The statute, which went into force on September 1, prohibits abortions as soon as a heartbeat is detectable, usually at around six weeks of pregnancy, before many women even know they are pregnant. There are no exceptions for cases of incest or rape. US District Judge Robert Pitman in Austin granted the request from President Joe Biden's administration to block enforcement of the law pending further litigation, on grounds it violates the US constitution. Texas can appeal. In his 113-page ruling, Pitman said Texas officials had created an "unprecedented and aggressive scheme to deprive its citizens of a significant and well-established constitutional right."

"From the moment SB 8 went into effect, women have been unlawfully prevented from exercising control over their lives in ways that are protected by the Constitution," Pitman said, using the abbreviation for Senate Bill 8, the law's official name.

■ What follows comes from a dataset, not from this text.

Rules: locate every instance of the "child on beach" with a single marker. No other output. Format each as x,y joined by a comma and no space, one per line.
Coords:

"This Court will not sanction one more day of this offensive deprivation of such an important right."

In recent years, similar laws have been passed in other states but were struck down because they violated US Supreme Court precedent from Roe v. Wade, the 1973 ruling that guaranteed a woman's right to an abortion until the fetus is viable outside the womb, at around 22 weeks of pregnancy.

The Texas law, which thus far is the most restrictive in the country, is unique in that it empowers anyone to file a lawsuit against a person who has assisted in an abortion. They can be rewarded with $10,000 for initiating cases that lead to prosecution, prompting charges that the law encourages Texans to act as vigilantes.

As Texas can still appeal Pitman's order, the case may end up in front of the Supreme Court. 

The White House welcomed the ruling as "an important step forward toward restoring the constitutional rights of women across the state of Texas."

But the right to abortion remains under attack there and in other states, said spokeswoman Jen Psaki, so Biden supports codifying Roe v. Wade into law and "will continue to stand side-by-side with women across the country to protect their constitutional rights."  

The nine-justice Supreme Court, with its clear conservative majority, cited procedural issues when it decided in September against intervening to block the Texas law, as pro-choice advocates had requested. It did not rule on the merits of the case.

The court had already agreed to review a restrictive Mississippi law that could also provide an opportunity to overturn Roe v. Wade.